Adult studies have reported associations of low 25-OHD with dyslipidemia and cardiovascular disease [22]. Vitamin D deficiency was significantly associated with increase in atherogenic lipids and markers of early cardiovascular disease [23]. These findings suggest that vitamin D deficiency may have negative effects on lipid parameters. In this study, vitamin D deficiency was found to be significantly associated with an increase in atherogenic lipids. Studies found that 1,25-dihydroxycholecalciferol activates CYP3A4, an enzyme of the cytochrome P450 system, which metabolizes statins to the main metabolites [24, 25]. The lack of vitamin D may cause the statins to work less effectively and this may also explain the uncorrelation between TG and vitamin D.

Our results suggested that higher 25-OHD may be beneficial to H. pylori eradication. The use of activated vitamin D in T2DM patients is very common. Obviously, it can improve serum 25-OHD so that the eradication rate is increased. Whether the drug protects gastric mucosa and antimicrobial directly is not clear. Studies have found that 1,25(OH)2D binds to VDR, activates VDR signalling, and induces a series of antimicrobial responses [7]. Hosoda et al. demonstrated that the vitamin D (3) decomposition product VDP1 exerts an antibacterial action against H. pylori [18]. In our research, logistic regression analysis with adjustments for serum 25-OHD, the improvement of eradication rate by activated vitamin D therapy disappeared.

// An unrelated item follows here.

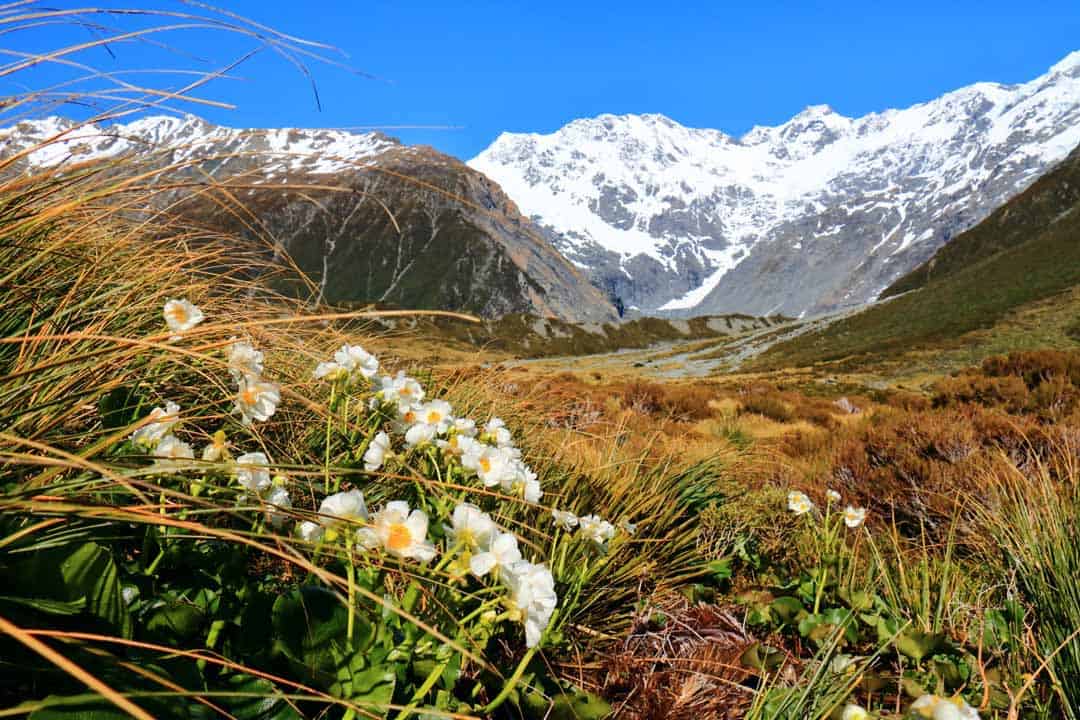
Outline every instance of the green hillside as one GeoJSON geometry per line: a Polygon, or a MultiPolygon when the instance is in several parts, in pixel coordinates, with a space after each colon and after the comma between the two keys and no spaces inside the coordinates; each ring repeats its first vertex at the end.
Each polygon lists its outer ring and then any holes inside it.
{"type": "Polygon", "coordinates": [[[1022,245],[1080,203],[1080,148],[990,217],[956,236],[932,258],[890,285],[882,298],[938,282],[995,253],[1022,245]]]}
{"type": "Polygon", "coordinates": [[[1080,151],[944,250],[926,266],[932,270],[893,286],[914,292],[778,344],[752,367],[859,362],[946,346],[1080,284],[1080,151]]]}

This result shows that the anti- H. pylori effect of activated vitamin D is not acting on gastrointestinal tract directly.

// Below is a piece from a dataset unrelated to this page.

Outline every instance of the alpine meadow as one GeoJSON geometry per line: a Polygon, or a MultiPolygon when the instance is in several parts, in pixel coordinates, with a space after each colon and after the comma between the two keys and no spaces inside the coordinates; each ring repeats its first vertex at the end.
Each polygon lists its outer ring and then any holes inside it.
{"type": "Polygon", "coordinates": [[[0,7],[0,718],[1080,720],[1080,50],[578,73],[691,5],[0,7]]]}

In conclusion, the results suggested that lower 25-OHD was not only associated with H. pylori eradication failure but also related to dyslipidemia in T2DM patients. Increasing serum 25-OHD to appropriate levels by activated vitamin D use may improve eradication rate. Given the importance of this subject, more studies are warranted to further understand the effect of supplementing vitamin D in the H. pylori eradication treatment.